Pour ceux qui se trouvent en bas le long de l'Adige, entre Rovereto et Trente, la forteresse apparaît gigantesque et un peu mystérieuse, allongée sur un éperon à l'entrée de la vallée vers les hauts plateaux de Folgaria et de Lavarone. On a envie de la rejoindre, d'y entrer et de la connaître, à condition d'avoir le temps de monter la route nationale 12 du Brenner et de laisser la voiture à ses pieds avant la courte montée jusqu'à l'entrée. À l'intérieur, il y a un monde à part : presque un village militaire médiéval et de la Renaissance à explorer entre les bastions, les escaliers, les passerelles et les bas-reliefs, et vice versa contemporain dans les panneaux d'explication et dans certaines salles d'exposition avec des armes et des harnais de cavalerie du XVIe siècle.
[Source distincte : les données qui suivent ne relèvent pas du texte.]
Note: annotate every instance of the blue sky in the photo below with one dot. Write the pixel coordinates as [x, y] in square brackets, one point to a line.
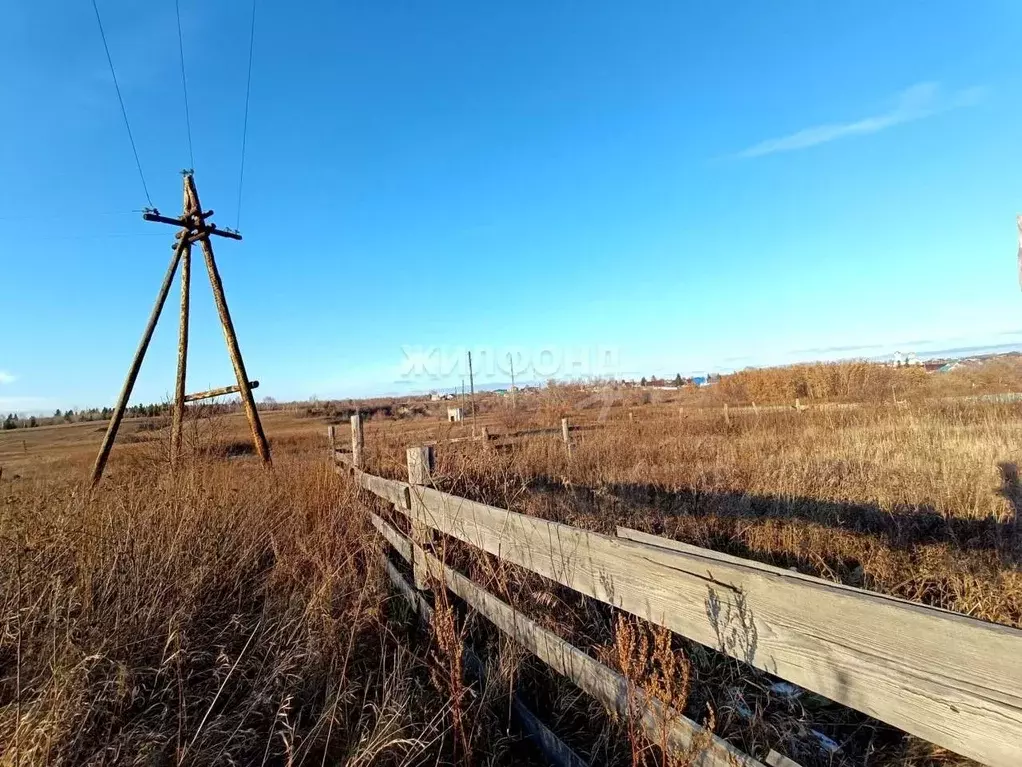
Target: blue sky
[674, 188]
En 2000, l'importante exposition « 1500 circa. » a sorti Castel Beseno de l'oubli et du cercle restreint des amateurs de fortifications. Landesausstellung 2000 ». Certaines des salles du château ont bien fait de conserver les installations de ce cinq centenaire : on se souvenait surtout de la bataille de Calliano de 1487, lorsque autour de l'Adige, les troupes à la solde de Venise et l'armée impériale des Habsbourg s'étaient battues durement, avec la victoire de cette dernière.
Le système de défense est très bien conservé. Des trois bastions, déjà construits à l'époque en fonction de l'utilisation d'armes à feu, deux se trouvent aux extrémités vers Trente et vers Rovereto, tandis que celui du centre correspond au palais résidentiel des comtes Trapp. La pelouse entre deux des trois enceintes devait servir à faire attendre les troupes et à l'entraînement militaire, mais peut-être aussi aux vignobles et aux champs de culture. Une grande partie du chemin de ronde est encore praticable et très panoramique.